Besides poor bioavailability from native sources, carotenoids are very susceptible to degradation. In fact, the high number of conjugated double bonds makes carotenoids prone to autooxidation and isomerization during food processing and storage [11]. A promising technological strategy to improve their stability is encapsulation; among all encapsulation techniques, freeze-drying and spray-drying are commonly used methods for preserving carotenoids [12]. In the food industry, this technology is widely used to develop functional ingredients, protected against environmental stresses such as oxygen, temperature, light, pH, and free radicals. Additionally, the enrichment of durum wheat pasta with 10% or 20% encapsulated carotenoids significantly improved the nutritional quality of the product [13] without penalizing technological and sensorial qualities [14].
Some information on carotenoid oil extraction combined with encapsulation exists [4,8,15], but valuable data on the degradation kinetics during the storage of encapsulated carotenoids are scant. Thus, the aim of this study was to investigate the stability of carotenoids in encapsulated carrot waste extract prepared by freeze-drying and spray-drying techniques during storage at four different temperatures (+4, +21.3, +30, +37 °C).

2. Results and Discussion

The carotenoids found in the encapsulates were α-carotene, β-carotene, and cis-β-carotene. The initial carotenes content corresponded, respectively, to 5.5, 18.1, and 5.8 mg/kg DM for the spray-dried encapsulate (SDE) and to 5.5, 18.5 and 5.0 mg/kg DM for the freeze-dried encapsulate (FDE). The cis-β-carotenes likely derive from isomerization reactions of all-trans-β-carotene and are generally absent in fresh carrots [16] or very scarce (1% of total carotenoids) [17], although recently Fratianni et al. [18] discovered 10.5% cis-β-carotenes. The β-carotene isomerizes towards the cis form only if solubilized, and the extent of isomerization is linearly dependent on the temperature in the range 100–140 °C [16]. Qiu et al. [19] confirmed that solubilized β-carotene isomerizes more readily and that cis forms are thermodynamically less stable.
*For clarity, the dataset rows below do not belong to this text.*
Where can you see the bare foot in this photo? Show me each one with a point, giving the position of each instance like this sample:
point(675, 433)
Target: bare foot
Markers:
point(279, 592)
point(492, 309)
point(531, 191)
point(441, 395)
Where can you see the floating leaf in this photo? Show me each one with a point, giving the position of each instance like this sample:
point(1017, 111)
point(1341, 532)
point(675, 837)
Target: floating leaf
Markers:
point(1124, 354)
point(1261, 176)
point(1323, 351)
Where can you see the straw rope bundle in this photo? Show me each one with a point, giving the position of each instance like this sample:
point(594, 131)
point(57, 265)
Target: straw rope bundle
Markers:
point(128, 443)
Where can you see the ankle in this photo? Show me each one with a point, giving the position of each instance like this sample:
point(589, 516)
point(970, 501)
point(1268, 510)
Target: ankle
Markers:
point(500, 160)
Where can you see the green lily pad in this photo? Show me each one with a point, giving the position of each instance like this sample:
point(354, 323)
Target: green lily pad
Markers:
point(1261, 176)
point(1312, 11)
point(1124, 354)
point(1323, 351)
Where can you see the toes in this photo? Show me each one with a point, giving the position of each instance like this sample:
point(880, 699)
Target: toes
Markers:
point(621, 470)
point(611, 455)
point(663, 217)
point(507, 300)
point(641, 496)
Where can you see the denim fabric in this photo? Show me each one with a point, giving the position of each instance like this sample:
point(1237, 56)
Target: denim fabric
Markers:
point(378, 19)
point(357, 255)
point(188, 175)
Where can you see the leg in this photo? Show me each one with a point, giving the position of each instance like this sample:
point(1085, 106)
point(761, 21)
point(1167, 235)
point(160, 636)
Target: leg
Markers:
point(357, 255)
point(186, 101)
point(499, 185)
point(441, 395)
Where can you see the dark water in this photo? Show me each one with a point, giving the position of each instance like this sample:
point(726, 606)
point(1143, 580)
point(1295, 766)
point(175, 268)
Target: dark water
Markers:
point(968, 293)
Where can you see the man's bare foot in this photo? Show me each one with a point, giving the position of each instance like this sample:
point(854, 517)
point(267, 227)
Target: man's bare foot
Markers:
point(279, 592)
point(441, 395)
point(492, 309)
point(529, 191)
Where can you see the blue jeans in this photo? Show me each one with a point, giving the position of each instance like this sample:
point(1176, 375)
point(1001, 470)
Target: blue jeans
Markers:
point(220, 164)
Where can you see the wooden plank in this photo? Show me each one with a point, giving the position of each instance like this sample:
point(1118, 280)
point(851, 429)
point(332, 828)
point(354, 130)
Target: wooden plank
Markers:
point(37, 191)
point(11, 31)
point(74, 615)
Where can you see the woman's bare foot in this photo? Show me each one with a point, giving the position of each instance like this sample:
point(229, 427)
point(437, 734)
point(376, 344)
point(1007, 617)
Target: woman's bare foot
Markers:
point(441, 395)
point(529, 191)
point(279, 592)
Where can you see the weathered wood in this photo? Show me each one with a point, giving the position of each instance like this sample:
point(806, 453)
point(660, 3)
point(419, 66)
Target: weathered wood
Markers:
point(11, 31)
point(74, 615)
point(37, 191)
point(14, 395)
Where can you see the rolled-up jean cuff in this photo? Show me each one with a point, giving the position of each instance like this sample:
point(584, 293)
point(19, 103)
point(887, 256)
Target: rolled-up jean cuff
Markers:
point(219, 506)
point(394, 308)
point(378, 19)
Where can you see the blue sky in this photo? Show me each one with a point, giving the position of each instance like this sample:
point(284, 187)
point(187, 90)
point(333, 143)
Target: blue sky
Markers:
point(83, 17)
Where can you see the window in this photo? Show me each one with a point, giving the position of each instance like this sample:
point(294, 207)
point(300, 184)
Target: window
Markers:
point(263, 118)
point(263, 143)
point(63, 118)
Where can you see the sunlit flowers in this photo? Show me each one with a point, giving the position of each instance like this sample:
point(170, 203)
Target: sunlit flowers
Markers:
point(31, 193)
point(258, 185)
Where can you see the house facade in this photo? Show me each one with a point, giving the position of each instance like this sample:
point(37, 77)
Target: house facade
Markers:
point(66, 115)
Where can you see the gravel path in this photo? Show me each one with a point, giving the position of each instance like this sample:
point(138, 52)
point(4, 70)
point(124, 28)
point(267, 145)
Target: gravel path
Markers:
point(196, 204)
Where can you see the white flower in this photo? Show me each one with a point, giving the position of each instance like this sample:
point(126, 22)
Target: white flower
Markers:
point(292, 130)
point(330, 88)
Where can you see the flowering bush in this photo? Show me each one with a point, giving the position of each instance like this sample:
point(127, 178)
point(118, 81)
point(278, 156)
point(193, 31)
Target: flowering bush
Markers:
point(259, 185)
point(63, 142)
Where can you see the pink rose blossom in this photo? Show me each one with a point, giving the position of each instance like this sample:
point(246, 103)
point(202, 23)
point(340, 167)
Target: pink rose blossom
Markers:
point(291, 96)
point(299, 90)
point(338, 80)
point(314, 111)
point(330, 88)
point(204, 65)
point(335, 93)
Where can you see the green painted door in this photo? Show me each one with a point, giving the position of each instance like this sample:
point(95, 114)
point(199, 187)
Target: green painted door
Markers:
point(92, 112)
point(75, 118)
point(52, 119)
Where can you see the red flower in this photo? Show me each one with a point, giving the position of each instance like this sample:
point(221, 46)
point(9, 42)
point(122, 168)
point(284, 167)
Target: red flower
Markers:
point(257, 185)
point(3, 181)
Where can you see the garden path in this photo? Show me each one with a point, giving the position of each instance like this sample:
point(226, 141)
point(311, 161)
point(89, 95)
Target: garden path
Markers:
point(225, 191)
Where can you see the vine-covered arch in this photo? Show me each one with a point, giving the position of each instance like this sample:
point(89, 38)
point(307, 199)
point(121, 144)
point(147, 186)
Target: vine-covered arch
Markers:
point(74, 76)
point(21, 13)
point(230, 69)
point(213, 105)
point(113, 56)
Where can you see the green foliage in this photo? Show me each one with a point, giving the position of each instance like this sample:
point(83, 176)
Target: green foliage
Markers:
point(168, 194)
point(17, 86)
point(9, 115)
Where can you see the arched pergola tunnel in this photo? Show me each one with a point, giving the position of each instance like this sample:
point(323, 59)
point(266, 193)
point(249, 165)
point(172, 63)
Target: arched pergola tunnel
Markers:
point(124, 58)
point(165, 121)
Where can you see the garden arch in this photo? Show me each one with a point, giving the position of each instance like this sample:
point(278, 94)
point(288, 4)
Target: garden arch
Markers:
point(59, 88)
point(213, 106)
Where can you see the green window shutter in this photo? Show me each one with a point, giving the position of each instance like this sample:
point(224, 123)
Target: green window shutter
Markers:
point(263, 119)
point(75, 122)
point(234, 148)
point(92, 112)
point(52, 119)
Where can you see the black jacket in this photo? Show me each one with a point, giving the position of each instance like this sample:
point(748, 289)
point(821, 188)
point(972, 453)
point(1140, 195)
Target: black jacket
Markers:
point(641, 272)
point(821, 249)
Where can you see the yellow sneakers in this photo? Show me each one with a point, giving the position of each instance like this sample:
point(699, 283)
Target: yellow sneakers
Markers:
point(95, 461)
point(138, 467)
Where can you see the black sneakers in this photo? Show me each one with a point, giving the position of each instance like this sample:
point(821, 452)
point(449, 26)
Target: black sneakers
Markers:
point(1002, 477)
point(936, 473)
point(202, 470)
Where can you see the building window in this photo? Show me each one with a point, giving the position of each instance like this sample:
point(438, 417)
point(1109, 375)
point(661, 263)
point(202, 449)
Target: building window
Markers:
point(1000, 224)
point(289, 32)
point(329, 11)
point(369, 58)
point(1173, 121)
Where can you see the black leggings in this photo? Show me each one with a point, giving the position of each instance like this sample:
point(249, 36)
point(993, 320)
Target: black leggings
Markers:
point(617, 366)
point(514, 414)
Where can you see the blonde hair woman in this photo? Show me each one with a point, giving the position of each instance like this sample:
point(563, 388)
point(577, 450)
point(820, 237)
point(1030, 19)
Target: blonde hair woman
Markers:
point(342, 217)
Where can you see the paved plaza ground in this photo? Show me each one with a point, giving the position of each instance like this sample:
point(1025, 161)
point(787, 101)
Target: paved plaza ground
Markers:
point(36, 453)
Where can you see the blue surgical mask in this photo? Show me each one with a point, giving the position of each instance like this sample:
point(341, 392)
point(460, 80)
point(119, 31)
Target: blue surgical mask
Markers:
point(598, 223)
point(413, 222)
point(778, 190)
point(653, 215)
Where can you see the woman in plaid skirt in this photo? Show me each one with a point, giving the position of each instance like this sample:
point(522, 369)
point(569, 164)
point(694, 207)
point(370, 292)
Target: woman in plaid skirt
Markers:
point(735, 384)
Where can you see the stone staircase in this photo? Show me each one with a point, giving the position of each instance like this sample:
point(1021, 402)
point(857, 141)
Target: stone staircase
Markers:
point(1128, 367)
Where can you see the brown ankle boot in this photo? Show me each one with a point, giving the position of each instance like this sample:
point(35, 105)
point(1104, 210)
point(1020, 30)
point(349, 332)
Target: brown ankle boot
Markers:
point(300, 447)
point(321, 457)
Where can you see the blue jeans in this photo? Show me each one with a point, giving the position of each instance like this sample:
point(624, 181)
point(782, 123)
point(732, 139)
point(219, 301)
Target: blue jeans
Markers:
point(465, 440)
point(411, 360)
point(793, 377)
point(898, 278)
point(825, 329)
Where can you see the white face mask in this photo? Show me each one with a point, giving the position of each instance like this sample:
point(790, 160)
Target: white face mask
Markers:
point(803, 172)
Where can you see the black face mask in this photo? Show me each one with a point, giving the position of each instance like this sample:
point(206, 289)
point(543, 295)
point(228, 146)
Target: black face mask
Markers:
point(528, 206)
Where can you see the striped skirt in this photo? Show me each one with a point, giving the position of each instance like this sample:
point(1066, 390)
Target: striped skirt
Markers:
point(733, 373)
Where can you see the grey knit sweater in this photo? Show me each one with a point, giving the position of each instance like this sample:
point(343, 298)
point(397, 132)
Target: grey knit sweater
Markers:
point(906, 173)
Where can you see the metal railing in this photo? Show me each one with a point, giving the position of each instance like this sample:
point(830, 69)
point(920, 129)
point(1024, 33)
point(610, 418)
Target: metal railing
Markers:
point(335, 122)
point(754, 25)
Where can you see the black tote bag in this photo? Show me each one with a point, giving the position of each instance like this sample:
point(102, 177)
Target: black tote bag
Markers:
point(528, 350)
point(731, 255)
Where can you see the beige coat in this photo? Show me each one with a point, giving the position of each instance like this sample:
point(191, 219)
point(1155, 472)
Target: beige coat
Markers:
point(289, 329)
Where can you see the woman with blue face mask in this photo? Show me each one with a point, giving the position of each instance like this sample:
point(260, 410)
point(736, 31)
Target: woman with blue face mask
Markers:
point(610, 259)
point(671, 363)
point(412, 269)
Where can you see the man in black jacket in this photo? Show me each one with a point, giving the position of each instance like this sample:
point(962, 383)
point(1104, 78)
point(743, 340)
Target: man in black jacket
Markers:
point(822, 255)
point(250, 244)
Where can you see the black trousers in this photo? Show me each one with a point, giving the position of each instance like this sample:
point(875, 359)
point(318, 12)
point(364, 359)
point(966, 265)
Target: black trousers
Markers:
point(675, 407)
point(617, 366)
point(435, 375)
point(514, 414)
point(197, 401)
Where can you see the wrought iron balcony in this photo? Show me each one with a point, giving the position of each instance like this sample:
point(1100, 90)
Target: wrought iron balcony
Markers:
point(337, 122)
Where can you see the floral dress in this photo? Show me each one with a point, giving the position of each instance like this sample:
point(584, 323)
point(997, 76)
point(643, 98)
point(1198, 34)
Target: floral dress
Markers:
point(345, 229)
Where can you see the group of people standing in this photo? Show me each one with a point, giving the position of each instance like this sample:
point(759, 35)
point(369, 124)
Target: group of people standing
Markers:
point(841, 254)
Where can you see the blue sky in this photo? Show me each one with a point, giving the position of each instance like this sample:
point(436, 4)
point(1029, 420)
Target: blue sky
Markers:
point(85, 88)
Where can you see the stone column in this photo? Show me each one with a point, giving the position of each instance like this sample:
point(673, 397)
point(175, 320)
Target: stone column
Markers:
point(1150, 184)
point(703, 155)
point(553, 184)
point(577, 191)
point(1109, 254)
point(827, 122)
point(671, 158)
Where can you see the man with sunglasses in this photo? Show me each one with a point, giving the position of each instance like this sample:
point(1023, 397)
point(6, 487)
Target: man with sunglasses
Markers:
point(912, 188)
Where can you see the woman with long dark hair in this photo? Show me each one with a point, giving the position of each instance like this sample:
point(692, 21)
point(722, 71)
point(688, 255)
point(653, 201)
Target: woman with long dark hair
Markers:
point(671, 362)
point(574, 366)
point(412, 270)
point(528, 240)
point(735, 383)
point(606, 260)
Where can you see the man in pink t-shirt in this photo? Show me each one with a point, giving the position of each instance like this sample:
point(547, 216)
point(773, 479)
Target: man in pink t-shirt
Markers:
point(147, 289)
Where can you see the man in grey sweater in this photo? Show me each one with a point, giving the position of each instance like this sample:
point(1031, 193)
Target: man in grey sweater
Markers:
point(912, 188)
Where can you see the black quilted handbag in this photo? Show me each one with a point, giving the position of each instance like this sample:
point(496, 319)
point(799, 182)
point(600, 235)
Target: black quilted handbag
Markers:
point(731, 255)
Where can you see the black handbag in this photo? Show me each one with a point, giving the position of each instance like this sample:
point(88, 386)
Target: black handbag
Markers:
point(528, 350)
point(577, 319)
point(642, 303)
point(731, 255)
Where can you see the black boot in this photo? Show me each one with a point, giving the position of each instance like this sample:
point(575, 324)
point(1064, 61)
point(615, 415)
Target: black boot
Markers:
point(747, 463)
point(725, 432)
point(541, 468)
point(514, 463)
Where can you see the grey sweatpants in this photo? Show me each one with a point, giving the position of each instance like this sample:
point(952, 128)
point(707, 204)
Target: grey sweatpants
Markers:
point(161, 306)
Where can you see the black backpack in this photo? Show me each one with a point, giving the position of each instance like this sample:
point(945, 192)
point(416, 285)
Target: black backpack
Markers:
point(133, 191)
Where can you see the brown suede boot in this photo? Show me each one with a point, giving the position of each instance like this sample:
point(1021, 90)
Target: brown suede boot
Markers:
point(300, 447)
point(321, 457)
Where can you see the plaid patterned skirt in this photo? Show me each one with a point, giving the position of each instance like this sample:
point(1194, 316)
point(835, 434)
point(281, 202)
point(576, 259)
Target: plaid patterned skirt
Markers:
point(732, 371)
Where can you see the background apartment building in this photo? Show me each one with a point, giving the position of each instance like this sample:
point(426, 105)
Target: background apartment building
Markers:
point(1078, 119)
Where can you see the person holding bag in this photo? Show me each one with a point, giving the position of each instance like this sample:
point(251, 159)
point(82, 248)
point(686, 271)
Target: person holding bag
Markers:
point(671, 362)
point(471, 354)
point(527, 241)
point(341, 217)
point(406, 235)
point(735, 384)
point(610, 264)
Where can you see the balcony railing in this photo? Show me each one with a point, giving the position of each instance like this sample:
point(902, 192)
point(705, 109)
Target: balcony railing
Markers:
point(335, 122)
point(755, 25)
Isomerization leads to a reduction in β-carotene activity as provitamin A: 13-cis-β-carotene has an activity of 53%, equal to that of all-trans-α-carotene, while 9-cis-β-carotene reaches only 38% [20]; besides, cis isomers are less bioavailable and less effective in quenching singlet oxygen than trans isomers [21]. In juice processing, carotenes can be solubilized by the small amounts of carrot lipids during a prolonged (60 min), high temperature (100 °C) blanching, which breaks down the cellular matrix [16,21]. Likely, this facilitates the isomerization: indeed, boiling carrots for 15 min increases 10-fold or more cis-β-carotene concentration [17]. Blanching, however, is necessary to inactivate pectin esterases and preserve the correct turbidity of carrot juice [22]; additionally, it improves the retention of β-carotene and reduces enzymatic browning in dried carrots [23]. Most of cis-β-carotene was likely derived from blanching, but a further slight increase may be due to the high temperature (130 °C) at which the SDE mixture was injected, or to the time the spray-dried powder spent in the hot collecting recipient [24].
Figure 1 depicts the changes of carotenoids content in the encapsulates stored at 37, 30, 21.3, and 4 °C.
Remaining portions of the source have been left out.